The back

Fig. 6.2 The back is relatively inflexible from withers to tail


The skeleton (Figs 6.3, 6.4)

The vertebral column is the skeleton of the neck, withers, back and tail. Besides support, the main function of the vertebral column is to provide protection for and house the spinal cord, which carries nerve impulses to and from the brain.

Fig. 6.3 Vertebral column


Fig. 6.4 The back from above Withers


Regions of the spine

The vertebral column can be divided into five regions

  • The neck – 7 cervical vertebrae
  • Upper back – 18 thoracic vertebrae
  • Loins – 6 lumbar vertebrae
  • Croup – 5 fused sacral vertebrae
  • Tail – 15–20 coccygeal vertebrae.


The vertebrae make up a long bony chain to protect the spinal cord. At each vertebra a pair of spinal nerves branches off from the spinal cord to penetrate every part of the horse’s body. Muscles are attached by their ligaments to the lateral and articular processes of the vertebrae so enabling the horse to move. The spinal cord ends in the middle of the sacrum where it sends out nerves to supply the horse’s tail.

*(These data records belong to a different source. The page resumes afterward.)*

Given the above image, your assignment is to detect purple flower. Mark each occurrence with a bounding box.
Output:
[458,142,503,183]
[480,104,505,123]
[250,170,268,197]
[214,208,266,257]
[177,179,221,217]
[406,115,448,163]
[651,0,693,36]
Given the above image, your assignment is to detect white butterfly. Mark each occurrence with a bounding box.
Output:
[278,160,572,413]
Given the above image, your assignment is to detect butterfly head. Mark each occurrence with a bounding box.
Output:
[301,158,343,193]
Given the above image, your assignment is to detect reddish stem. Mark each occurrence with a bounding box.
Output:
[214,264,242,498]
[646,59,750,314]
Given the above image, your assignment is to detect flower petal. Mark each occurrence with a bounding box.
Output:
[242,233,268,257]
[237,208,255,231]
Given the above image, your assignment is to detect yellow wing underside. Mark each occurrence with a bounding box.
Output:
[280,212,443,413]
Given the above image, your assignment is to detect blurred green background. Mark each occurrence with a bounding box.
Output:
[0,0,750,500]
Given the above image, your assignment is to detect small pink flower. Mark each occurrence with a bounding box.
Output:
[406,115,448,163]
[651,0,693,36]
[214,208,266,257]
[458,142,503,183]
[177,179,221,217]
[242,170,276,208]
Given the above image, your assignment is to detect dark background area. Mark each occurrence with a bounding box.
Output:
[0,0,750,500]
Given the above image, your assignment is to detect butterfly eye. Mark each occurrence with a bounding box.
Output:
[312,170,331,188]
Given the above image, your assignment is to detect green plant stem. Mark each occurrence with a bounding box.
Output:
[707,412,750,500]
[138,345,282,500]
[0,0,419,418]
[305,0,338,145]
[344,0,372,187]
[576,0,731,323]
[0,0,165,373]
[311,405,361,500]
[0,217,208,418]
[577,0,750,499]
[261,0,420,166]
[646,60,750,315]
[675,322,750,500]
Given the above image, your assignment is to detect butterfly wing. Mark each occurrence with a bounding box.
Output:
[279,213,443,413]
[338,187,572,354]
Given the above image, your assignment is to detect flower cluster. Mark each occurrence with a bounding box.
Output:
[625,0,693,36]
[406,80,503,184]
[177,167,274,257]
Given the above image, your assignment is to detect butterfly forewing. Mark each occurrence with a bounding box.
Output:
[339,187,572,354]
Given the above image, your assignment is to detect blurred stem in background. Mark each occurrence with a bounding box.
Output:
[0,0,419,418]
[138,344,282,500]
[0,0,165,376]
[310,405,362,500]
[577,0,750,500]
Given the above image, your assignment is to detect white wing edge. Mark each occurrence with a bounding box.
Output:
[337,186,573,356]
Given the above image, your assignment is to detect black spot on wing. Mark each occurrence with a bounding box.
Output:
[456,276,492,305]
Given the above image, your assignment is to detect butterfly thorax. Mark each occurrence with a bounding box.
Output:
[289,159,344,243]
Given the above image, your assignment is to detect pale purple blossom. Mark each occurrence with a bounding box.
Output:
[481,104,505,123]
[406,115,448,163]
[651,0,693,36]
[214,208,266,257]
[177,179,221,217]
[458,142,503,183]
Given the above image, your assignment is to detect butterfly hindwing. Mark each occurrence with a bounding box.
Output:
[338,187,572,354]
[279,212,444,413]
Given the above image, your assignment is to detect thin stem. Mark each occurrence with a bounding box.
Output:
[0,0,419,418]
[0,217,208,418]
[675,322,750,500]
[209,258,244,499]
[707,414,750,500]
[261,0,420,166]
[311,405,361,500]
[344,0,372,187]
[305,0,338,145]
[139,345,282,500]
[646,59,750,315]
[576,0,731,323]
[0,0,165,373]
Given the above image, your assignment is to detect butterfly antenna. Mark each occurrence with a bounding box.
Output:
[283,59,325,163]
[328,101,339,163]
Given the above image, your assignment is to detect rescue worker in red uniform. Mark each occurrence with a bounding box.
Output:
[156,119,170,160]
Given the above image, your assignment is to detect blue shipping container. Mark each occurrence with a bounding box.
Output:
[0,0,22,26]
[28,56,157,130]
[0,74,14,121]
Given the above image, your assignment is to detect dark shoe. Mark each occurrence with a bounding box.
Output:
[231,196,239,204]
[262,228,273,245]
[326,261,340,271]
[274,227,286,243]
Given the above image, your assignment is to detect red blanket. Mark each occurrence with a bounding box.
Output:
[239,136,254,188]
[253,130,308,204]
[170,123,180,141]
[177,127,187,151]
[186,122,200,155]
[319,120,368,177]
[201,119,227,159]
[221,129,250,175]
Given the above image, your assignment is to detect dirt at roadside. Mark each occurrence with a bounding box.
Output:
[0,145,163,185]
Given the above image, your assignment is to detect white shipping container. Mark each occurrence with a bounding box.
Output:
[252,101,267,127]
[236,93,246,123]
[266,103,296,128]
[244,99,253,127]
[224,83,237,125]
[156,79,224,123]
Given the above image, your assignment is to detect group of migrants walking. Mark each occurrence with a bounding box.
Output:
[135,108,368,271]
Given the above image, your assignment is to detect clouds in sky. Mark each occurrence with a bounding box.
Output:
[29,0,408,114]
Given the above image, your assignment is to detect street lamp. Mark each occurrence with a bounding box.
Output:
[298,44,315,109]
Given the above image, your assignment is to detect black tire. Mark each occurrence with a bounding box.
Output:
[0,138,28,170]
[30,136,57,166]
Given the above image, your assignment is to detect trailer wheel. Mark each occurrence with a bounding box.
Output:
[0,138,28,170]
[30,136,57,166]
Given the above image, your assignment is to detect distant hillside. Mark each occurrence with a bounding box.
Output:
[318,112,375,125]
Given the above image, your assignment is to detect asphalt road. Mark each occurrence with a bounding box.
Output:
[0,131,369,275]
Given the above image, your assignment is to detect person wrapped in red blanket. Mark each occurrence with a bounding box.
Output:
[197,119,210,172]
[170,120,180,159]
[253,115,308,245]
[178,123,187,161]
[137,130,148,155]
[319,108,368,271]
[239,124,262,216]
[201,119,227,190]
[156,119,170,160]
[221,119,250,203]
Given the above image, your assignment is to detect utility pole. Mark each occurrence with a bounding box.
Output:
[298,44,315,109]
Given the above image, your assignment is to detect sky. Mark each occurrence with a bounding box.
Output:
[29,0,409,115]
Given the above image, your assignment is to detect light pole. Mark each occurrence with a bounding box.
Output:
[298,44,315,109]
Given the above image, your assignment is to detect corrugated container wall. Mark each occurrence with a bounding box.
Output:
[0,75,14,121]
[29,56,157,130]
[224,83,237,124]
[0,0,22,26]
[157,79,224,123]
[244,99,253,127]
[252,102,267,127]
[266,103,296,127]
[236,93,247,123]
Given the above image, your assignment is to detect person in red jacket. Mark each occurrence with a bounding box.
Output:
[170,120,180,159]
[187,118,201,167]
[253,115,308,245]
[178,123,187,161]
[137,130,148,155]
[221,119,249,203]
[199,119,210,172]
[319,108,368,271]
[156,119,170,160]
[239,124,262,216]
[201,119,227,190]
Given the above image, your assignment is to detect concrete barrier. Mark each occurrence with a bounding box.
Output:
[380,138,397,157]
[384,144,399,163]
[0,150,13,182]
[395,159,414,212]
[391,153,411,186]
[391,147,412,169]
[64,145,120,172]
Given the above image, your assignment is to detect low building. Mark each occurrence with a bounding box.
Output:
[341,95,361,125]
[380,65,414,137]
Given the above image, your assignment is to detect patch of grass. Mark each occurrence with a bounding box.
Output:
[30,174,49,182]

Structure of the vertebrae

Each vertebra has the same basic shape:

  • The vertebral main body or centrum
  • An arch surmounted by the dorsal spine
  • A pair of transverse processes of variable size and shape
  • Two pairs of articular surfaces.

Intervertebral discs

The degree of movement of the spine depends on the thickness of the intervertebral discs that are firmly attached between the vertebrae. As the horse gets older the discs become calcified, thus joining the vertebrae together. There may even be further outgrowths of bone acting as bridges across neighbouring vertebrae.

Cervical vertebrae

The cervical vertebrae were described in Chapter 2.

Thoracic vertebrae (Fig. 6.5)

There are 18 thoracic vertebrae, each separated by cartilaginous intervertebral discs. The spinous processes are very large, giving the horse its pronounced withers and allowing extensive muscle and ligament attachment.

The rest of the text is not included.